Настроение у обоих Трогири было ничего себе. Они находились на единственной трибуне, закрытой малым артемагическим щитом (вир побери, подстраховались!). В компании четырёх слуг с Печатями (да чтоб вас!). Нарден приветственно дёргался, зеленел и строил гримасы. Старший Трогири откинулся в своём кресле и пялился на то, как мы с Нэйшем волочимся пред его ясные очи.

Дюжина шагов и порядочное возвышение. Достаточно чтобы рассмотреть выражение лица и говорить без крика. Недостаточно для качественного рывка в побег или нападения. Не только из-за слуг на трибунах. Просто конвойные лесничие повинуются приказу Нардена и уходят с арены. Занимают посты у калиточки, через которую нас сюда привели. И через ограду наводят на нас пушки с Пустошей.

А Нэйш поворачивается ко мне и всем своим видом выражает, как он рад оказаться на этой арене в компании со мной.

Когда шулер в «Каменноликом» узнаёт, что вместо обычных ребят с ним тоже играют сплошь шулеры — это обозначается ёмким «Судьба показала корму». В моём случае она ещё и оголила все свои шлюзы.

Надежда разве что на то, что Трогири начнёт излагать Нэйшу историю «Как меня задрал медведь, а я выжил».

— Не хочу тянуть, — проскрипел калека, и я чуть не заорал: «Ты чо, подслушивал?». — Я видел, на что вы способны, господин Нэйш. Вы будете венцом моей коллекции.

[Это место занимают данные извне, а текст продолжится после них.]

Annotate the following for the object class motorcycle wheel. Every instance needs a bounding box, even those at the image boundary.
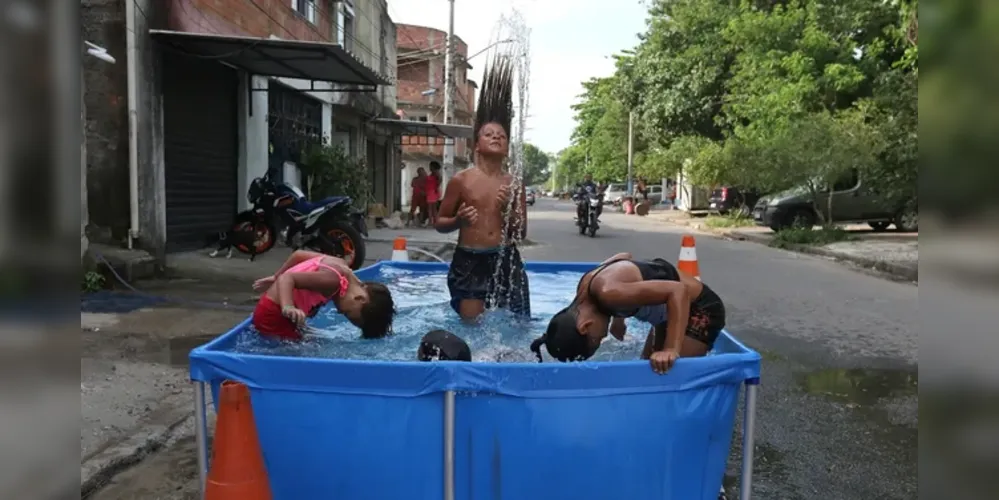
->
[319,220,366,270]
[232,212,277,255]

Ответная любезность в духе: «Оу, Мэйс Трогири, я о вас столько слышал, и вы тоже, в некотором роде, венец» — прямо-таки напрашивалась. Но Нэйш ухитрялся быть ещё гаже, чем о нём думают.

— Не то чтобы я мог сказать то же самое, — Где-нибудь выдают медальку «Взбеси маньяка одной фразой»? Папочка-Трогири вернул себе речь секунд через десять.

— Нарден, покажи ему его дарт. Он будет храниться на почётном месте в Зале Трофеев. А вы будете знать, что вас убил калека.

— Спуститесь ко мне или прибегнете к более изобретательным способам? — отлично, теперь он смотрит на кресло и на колёса. Никакого уважения к покалеченным старикам.

К покалеченным старикам, от смеха которых у меня сейчас кишки завернутся.

— Лучшему из охотников нет нужды убивать самому. Достаточно правильно расставить ловушки. Поэтому вас убьёт наш напарник.

Ладно, догадаться было несложно. Хотя мы вообще-то о таком и не договаривались. Но старик скрипуче хихикает с трибун, и в смехе невесёлый выбор: грохнуть Нэйша — или грохнут тебя.

Под взглядами двух коллекционеров моя тошнота устремилась к новому уровню.

— По твоим меркам это тянет на крайний случай, Лайл?

Ещё и как тянет. Выбор между им и тобой, рукоятка оружия нагревается в ноющей ладони, крыса верещит внутри, да какого вира, почему бы и нет, собственно?

— И ты же не будешь отрицать, что хочешь этого?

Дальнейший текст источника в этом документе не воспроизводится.